Amendment supporters want an August vote because that’s when the more motivated, tuned-in voters show up and most of the rest don’t. And in Kansas, it’s when the vote skews more conservative.

Still, if abortion opponents have the courage of their convictions that the amendment is the right thing to do, they shouldn’t shy away from the challenge of persuading their fellow Kansans they’re right — even amid the maelstrom of 2020’s presidential-year general election in November.

Another reason November has more gravitational pull politically is the very real fear among moderate Republicans up for reelection that greater numbers of conservative voters in August could favor more conservative primary challengers.

So, practically, politically and arguably morally, a November public vote was always going to be the right thing.
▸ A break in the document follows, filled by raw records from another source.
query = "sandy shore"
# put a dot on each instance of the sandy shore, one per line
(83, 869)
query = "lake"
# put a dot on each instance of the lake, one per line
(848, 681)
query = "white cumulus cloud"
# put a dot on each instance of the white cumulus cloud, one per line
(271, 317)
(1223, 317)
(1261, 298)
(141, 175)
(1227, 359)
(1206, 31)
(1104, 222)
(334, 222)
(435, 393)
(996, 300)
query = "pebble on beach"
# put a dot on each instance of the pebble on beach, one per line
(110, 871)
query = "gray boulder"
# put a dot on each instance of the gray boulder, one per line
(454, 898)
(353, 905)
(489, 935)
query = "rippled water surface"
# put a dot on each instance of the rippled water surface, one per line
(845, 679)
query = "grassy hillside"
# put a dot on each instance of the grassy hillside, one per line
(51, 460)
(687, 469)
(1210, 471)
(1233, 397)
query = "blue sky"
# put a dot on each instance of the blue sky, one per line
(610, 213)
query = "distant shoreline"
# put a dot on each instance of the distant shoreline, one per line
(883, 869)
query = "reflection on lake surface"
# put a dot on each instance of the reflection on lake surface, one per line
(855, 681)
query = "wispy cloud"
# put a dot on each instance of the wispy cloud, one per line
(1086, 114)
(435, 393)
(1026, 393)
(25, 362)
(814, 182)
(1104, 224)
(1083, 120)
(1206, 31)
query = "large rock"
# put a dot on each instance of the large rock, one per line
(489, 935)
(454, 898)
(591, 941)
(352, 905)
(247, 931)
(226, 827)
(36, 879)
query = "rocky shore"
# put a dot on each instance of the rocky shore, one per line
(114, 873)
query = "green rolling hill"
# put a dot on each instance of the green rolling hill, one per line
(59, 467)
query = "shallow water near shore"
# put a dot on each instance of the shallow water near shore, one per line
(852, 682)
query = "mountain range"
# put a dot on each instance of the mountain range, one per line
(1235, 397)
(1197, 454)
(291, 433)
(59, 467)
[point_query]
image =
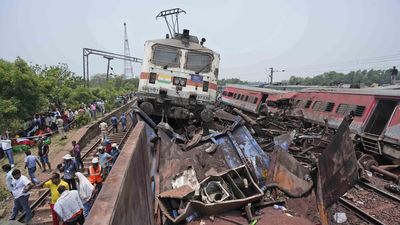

And it would have been the smart thing, to get the amendment through the House.

There are other reasons, besides the supporters’ August obsession, why House leaders had to essentially hold members captive in their seats much of the day Feb. 7 while trying to quietly twist a few arms and get the four more votes needed to pass the Senate-approved amendment. Kansans for Life announced it would oppose Medicaid expansion unless the abortion amendment were passed.

The House leadership’s decision to hold members hostage for hours Feb. 7, in what is known as a “call of the house” procedure, is a fairly dubious method of persuasion. It’s essentially saying, “I’m digging in my heels until you stop digging in yours.” The gambit only seemed to deepen the heel-digging until the amendment disappeared into a hole.

“I assure you the eight (members) they targeted to change (their votes) are rock solid,” state Rep. Jan Kessinger, Republican of Overland Park, wrote The Star from the House chamber during the forced sit-in.

State Rep. Bill Pannbacker, a Republican from Washington, told his colleagues he voted against the amendment because the public vote would be in August rather than November.

“We live in divided times and no topic is more divisive than abortion,” Kessinger wrote The Star and later wrote to his House colleagues. “This amendment, especially with its August primary date, serves to solidify the divide among Kansas citizens.”

This historic moment in Kansas legislative and abortion rights history is a product of the Kansas Supreme Court’s April 2019 ruling that the state’s constitution protects a woman’s right to abortion. Supporters of the constitutional amendment want to restore and make explicit the state Legislature’s authority to pass restrictions on abortion.

The problem is that, at least for now, the amendment’s proponents may have missed their moment.